Two nights ago, my flat mate made winter vegetable soup. She offered me a bowl and I had to check with her that there were no aubergines in the soup since I am allergic to them. There wasn’t, and I ate my food fairly happily. Several months ago, my mother suggested that I apply this kind of paradigm to my disability, giving me a new way to communicate about it. She said that nobody faults me for having food allergies and that nobody would coddle me, pity me, excuse me, or think me incapable if, instead of telling people that I couldn’t use escalators or wear high heels because of my disability, I told them I were allergic to high heels and escalators. This mindset, I have realized, would also make these challenges ‘part of who I am’ rather than ‘all of who I am.’ A disability is an all-encompassing label, but an allergy is not quite so defining.
If I apply this thinking to every challenge my disability still presents, then I am allergic to escalators, high heels, driving, carrying cumbersome objects, several bikram yoga poses, sitting on chairs or stools that are very high, different winter sports, and have a slight sensitivity to the possibility of pregnancy. This trivializes my challenges and puts them into perspective. If this list is comprised of my greatest concerns, then I am doing a lot better than I give myself credit for.
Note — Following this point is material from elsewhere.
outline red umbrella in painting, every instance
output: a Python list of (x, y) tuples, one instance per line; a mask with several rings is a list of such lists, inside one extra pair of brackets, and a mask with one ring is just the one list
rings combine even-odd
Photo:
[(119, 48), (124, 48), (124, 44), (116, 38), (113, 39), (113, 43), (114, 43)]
In my mission to completely overcome my impairment, I often lose sight of the progress I have made because I am ‘still not completely better yet.’ In doing this, I don’t stop to consider that I have come a very long way in the last five and a half (nearly six) years.
I don’t think I will tell people I have allergies rather than an impairment – because it will take too long to explain why I chose to use that rhetoric instead – but it feels better to think of it as allergy rather than incapability, disability, or weakness.